Completed-About-Section

It may not seem important to have a fully fleshed out profile, but it really is. It’s one of the signs users on Facebook use to determine whether an account is legitimate or not. It wouldn’t be an issue if you were verified, but Facebook doesn’t make the verification process easy, and more likely than not a small business will not be able to receive the blue check right away. In the absence of verification, a profile is the next best thing.

  • Use the first couple sentences as a hook; they’re all that display to a user who hasn’t expanded the description. Plug in a URL for your main homepage and a quick, punchy description of your business.
  • Anything after that content is below the fold, so you can spend more time optimizing it for those readers who actually come to read more. A deeper description of your business is in order.
  • Include links to your other social media profiles, including Twitter, Instagram, Google+, YouTube and any other sites you use actively.
  • Make sure you include keywords relating to your business in the descriptions, including any common nicknames your business may have; users will find your business in search using this description.

3. A Custom URL

Which is more appealing to you?

  • http://facebook.com/profile.php?fbid=38101028929471017472
  • http://facebook.com/MyBusinessName

Obviously the second instance is much better. It’s trivially easy to get yourself a custom Facebook URL for your business. You just have to be aware of a few things first.

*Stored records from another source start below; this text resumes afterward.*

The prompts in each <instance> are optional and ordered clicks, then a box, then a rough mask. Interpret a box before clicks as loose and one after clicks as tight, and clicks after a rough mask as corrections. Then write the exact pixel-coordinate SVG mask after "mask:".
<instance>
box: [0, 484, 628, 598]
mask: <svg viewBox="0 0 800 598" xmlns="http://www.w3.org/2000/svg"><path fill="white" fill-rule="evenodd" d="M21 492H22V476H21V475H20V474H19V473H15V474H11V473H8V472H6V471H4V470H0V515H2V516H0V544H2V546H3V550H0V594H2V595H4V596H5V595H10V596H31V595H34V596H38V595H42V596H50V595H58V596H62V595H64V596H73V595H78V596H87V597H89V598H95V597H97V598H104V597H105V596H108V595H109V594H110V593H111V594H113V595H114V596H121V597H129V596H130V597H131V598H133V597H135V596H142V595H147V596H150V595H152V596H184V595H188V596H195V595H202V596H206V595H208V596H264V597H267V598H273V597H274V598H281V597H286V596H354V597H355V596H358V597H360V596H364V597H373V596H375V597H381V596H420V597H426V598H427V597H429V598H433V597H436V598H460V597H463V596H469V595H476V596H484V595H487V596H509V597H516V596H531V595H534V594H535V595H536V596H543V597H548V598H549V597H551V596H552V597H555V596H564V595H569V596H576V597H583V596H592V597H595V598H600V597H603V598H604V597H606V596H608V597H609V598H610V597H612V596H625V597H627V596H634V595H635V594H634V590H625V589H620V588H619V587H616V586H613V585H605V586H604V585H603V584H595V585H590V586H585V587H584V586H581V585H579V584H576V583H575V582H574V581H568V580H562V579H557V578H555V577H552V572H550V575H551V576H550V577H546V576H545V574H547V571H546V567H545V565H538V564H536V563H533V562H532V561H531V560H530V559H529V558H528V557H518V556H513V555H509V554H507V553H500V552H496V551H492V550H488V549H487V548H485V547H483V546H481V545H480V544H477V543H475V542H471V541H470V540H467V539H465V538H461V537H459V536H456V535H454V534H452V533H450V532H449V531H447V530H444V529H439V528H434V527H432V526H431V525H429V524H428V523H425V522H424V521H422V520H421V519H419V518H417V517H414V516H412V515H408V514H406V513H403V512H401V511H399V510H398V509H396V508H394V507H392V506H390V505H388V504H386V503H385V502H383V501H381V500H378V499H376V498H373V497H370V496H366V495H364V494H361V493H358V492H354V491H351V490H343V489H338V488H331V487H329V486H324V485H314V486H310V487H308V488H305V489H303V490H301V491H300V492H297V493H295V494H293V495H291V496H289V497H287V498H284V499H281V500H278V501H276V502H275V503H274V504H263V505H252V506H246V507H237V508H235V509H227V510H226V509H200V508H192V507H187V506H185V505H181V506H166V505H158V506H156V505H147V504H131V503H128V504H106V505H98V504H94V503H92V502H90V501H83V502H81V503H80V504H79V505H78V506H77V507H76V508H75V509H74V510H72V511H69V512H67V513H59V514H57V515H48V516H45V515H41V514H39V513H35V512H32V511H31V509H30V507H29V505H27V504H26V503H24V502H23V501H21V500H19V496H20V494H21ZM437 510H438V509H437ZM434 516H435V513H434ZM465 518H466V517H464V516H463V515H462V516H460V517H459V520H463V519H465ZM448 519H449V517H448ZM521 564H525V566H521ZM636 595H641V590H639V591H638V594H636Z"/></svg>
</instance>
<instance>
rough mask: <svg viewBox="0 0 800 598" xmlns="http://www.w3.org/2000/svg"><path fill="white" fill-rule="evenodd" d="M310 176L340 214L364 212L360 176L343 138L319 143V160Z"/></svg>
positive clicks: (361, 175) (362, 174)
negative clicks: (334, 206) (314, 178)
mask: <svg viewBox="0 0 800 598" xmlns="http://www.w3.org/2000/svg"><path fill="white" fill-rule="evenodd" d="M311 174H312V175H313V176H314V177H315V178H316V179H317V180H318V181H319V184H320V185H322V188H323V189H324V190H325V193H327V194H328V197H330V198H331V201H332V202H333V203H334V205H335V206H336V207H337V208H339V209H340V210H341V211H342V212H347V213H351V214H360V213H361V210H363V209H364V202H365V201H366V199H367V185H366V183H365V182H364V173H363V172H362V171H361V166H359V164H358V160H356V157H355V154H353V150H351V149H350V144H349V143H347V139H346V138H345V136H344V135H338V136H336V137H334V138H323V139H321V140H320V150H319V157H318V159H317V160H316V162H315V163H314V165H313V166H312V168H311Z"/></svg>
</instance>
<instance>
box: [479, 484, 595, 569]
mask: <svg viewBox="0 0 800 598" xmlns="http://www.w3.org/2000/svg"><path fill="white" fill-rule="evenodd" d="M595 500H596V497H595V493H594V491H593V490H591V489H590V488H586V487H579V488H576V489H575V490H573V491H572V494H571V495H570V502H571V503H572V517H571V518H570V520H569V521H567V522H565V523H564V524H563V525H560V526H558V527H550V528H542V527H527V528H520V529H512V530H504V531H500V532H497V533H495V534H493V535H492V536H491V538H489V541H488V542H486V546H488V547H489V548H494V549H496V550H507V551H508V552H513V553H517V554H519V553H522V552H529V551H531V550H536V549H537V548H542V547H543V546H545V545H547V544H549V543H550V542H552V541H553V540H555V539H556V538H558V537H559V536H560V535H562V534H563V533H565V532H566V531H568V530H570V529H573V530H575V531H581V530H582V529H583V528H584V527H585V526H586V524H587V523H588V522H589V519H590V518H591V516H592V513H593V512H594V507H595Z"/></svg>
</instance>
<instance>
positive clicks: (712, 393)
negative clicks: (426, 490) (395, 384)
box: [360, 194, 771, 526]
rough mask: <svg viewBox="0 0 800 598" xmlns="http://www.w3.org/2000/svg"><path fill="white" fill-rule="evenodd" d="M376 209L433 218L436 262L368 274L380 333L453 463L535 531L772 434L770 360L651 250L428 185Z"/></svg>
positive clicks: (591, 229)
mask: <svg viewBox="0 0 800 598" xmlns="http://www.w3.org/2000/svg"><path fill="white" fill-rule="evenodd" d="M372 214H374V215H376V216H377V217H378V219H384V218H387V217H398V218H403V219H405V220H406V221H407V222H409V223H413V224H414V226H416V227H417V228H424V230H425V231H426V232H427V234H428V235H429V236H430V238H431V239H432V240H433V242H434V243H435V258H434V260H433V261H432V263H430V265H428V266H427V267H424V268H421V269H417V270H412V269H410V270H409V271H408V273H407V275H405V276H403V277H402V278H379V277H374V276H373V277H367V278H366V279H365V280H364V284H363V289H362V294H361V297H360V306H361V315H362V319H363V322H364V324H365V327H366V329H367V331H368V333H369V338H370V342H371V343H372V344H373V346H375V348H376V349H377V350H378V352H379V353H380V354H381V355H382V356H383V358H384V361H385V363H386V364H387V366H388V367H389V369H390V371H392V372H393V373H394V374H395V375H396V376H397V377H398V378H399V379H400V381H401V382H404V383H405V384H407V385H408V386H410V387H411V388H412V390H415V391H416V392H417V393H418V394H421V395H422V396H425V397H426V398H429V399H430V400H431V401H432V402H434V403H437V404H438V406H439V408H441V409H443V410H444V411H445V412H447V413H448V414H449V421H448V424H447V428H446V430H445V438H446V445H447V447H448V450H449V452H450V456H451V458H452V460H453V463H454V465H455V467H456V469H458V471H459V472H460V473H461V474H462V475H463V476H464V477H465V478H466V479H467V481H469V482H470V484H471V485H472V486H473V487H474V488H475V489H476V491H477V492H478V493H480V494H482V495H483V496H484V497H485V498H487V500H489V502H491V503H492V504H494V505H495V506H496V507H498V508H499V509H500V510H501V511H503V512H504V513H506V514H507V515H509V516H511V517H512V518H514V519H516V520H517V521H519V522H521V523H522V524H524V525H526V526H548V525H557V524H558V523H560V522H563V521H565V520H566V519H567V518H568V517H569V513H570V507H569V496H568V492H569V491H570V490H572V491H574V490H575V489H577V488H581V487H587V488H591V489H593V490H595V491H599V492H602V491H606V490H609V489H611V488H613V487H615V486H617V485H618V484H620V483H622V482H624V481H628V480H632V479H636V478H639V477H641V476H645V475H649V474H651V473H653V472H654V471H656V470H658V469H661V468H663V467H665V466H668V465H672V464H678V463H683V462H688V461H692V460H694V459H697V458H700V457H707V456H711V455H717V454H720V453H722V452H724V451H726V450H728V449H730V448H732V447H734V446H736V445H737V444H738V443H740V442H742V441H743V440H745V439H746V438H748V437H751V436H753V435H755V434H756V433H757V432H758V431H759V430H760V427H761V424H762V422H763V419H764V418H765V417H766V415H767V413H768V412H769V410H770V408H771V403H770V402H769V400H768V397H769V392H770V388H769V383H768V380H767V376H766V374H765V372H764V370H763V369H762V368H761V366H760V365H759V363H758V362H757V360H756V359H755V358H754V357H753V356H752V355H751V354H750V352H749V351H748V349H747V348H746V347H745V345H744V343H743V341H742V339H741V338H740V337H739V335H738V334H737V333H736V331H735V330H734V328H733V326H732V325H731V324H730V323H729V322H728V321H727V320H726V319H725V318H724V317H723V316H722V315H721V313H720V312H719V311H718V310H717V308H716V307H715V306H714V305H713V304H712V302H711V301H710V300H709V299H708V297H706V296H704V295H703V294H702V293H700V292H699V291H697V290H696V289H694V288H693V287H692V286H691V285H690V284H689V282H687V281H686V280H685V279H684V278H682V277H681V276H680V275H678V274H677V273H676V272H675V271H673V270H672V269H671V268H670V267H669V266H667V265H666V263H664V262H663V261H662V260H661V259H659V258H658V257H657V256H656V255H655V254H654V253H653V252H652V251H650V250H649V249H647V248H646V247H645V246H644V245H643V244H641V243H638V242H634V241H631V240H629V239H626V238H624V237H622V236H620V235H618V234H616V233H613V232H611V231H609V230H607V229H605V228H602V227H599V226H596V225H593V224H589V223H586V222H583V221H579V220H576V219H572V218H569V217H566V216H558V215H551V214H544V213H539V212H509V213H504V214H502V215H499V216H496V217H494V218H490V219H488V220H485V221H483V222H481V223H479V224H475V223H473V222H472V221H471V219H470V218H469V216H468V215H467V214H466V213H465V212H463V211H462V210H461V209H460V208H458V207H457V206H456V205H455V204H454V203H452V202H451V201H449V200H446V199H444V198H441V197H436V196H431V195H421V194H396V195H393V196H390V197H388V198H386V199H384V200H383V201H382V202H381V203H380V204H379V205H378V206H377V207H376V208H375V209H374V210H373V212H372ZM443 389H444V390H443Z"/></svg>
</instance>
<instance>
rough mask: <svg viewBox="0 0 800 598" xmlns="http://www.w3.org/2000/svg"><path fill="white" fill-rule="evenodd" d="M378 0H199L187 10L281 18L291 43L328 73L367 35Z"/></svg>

  • Your URL needs to be unique and not taken previously. This can be a problem if your business name is too similar to another existing business.
  • Your URL needs to be short and memorable. An acronym that has no meaning isn’t very useful. A long version of your name looks like you had to use it to get around name squatting or another, larger business.
  • You can use a period (.) to get around some restrictions; other than that, you can only use letters and numbers, no symbols.
  • You can only create a custom URL if your page has over 25 fans. This makes it harder to squat and steal custom names.

4. Custom Tabs

Custom-Tabs

If you were to go to a high profile business page, such as that for Coca-Cola, you would see four boxes beneath the cover photo in the header, along the right side. These are Photos, Likes, Videos and the Coca-Cola Store. There’s also a drop-down arrow that, when clicked, shows you eight additional boxes.

These boxes are custom tabs. They are generated through an app on Facebook, and they give you a degree of customized content right at the top of your profile. You can use them like Coke does to display a store link, or you can have it link to your website, your app or any other content you want to advertise. To create one:

  • Log in as a Facebook developer. Click to create a new app.
  • Name your new app and give it a unique namespace, which is an ID used by Facebook to reference your tab.
  • Fill in an image and basic information, including URL of the destination.
  • Install the app on your page. You will need to jump through hooks with this url: http://www.facebook.com/dialog/pagetab?app_id=YOUR_APP_ID&next=YOUR_URL.

Alternatively, you can use one of the many third party applications to create your content and tab dynamically. Hubspot offers one, you can make one through Woobox and you can use ShortStack. These tools are useful in other ways as well, so consider investigating them.

5. Fresh Content

Everything above is just a framework, a skeleton. It’s all very pretty and very supportive, but it needs life to fill it out. That life is your content. You need to post content frequently, on a schedule. You need to post articles, images and videos your users want to see. You need to post the things that draw people to your business. This means a mixture of your own content and content in related industries that showcases your insight when you express an opinion.

An inactive page is a valueless page. Users click through and, if they see the most recent post was four months ago, they’re not going to follow you. Why should they, when you never post anything of value? Show them you’re worth following; post content.